Many of the presentations were case studies of maintenance work (or, in some cases, a lack thereof) on specific pieces of infrastructure or technologies. This covered a broad range of historical and contemporary topics, from steamboats and the Erie Canal to space missions and Microsoft Windows. Although my own experience with maintenance is based largely on digital technologies, I found the historical perspective both enlightening and challenging. Ideas of “obsolete” technologies, progress and maintainability echo pretty strongly across time.

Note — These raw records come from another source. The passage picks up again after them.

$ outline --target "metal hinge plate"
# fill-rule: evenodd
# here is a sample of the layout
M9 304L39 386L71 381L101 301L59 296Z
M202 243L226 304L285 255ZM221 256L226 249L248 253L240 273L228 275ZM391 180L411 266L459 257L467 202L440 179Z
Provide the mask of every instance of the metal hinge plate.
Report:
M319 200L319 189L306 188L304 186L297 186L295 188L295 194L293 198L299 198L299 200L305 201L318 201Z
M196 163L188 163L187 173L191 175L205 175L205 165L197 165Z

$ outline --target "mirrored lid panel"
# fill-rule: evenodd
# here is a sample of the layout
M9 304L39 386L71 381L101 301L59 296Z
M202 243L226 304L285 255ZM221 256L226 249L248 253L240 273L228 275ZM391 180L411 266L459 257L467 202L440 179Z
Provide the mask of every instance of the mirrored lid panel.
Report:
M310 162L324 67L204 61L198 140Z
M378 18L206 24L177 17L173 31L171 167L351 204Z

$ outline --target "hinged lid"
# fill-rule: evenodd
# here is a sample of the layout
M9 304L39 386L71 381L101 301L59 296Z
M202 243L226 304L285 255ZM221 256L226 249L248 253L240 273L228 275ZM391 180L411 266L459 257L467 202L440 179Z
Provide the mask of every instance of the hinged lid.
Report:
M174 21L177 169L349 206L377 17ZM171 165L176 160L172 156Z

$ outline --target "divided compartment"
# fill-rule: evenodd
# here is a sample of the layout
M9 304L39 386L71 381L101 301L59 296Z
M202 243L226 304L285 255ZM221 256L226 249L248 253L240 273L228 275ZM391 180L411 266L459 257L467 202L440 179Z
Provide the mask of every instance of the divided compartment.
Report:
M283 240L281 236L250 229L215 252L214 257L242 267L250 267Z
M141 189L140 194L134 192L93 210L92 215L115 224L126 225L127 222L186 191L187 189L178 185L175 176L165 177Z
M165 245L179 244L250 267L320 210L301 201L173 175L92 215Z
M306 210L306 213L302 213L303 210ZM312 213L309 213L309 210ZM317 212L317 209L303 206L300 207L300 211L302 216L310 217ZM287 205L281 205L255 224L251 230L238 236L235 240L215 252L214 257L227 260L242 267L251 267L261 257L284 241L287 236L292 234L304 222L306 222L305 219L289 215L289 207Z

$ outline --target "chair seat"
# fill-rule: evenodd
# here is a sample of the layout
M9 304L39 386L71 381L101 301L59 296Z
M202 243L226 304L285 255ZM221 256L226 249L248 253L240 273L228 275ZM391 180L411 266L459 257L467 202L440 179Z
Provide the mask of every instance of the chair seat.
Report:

That said, the session that spoke most directly to me was called “Maintaining the Digital.” Overall, this session challenged canonical ideas of software as something immaterial, ephemeral, but with easily defined boundaries and few social or political implications. Nathan Ensmenger took these themes on most directly in “When Good Software Goes Bad: The Unexpected Durability of Digital Technologies,” demonstrating how software is composed of many interlocking pieces (drivers, user applications, backups, updates, virus scans) and also how it has a fundamentally human component. Stephanie Dick and Dan Volmar’s excellently-titled “GOTOHELL.DLL: Software Dependencies and the Maintenance of Microsoft Windows” talked about the challenges of maintaining Microsoft Windows, a phenomenon with with many of us are all too familiar. They too laid out a conception of software as material, relational, and grounded in process and practice. The last two papers in this panel, Greg Bloom’s “The Tragedy of the Directories: Towards the Maintenance of Community Resource Data as a Digital Public Good” and Bradley Fidler’s “The Dependence of Cyberspace: Political and Technical Maintenance of Internet Resources,” talked about the political implications of software, making a case for the centrality of open data standards to maintainability and questioning the internet origin narrative narrative which depicts the internet as a place of decentralization and freedom.
The Big Takeaways
This was not a conference that lent itself to easy summarization; there were simply too many good ideas from too many perspectives for it all to be summed up in a couple of sentences. That’s not going to stop me from trying though.
First, the study of maintenance and maintainers helps us see the invisible. It shows us how wealth and power are unevenly distributed along lines of race, gender and class. And it exposes infrastructure we take for granted, upon which the daily routines of our lives rely.
In addition, archivists and allied information professionals have a lot to offer to a conversation about maintenance from their perspective as practitioners. There’s a rich history of thought in archives about the visibility and invisibility of marginalized populations, not to mention an ongoing discussion in the profession about our own relative invisibility. In a sense, archivists are maintainers of records, information, relationships and memory; let’s make our voices heard!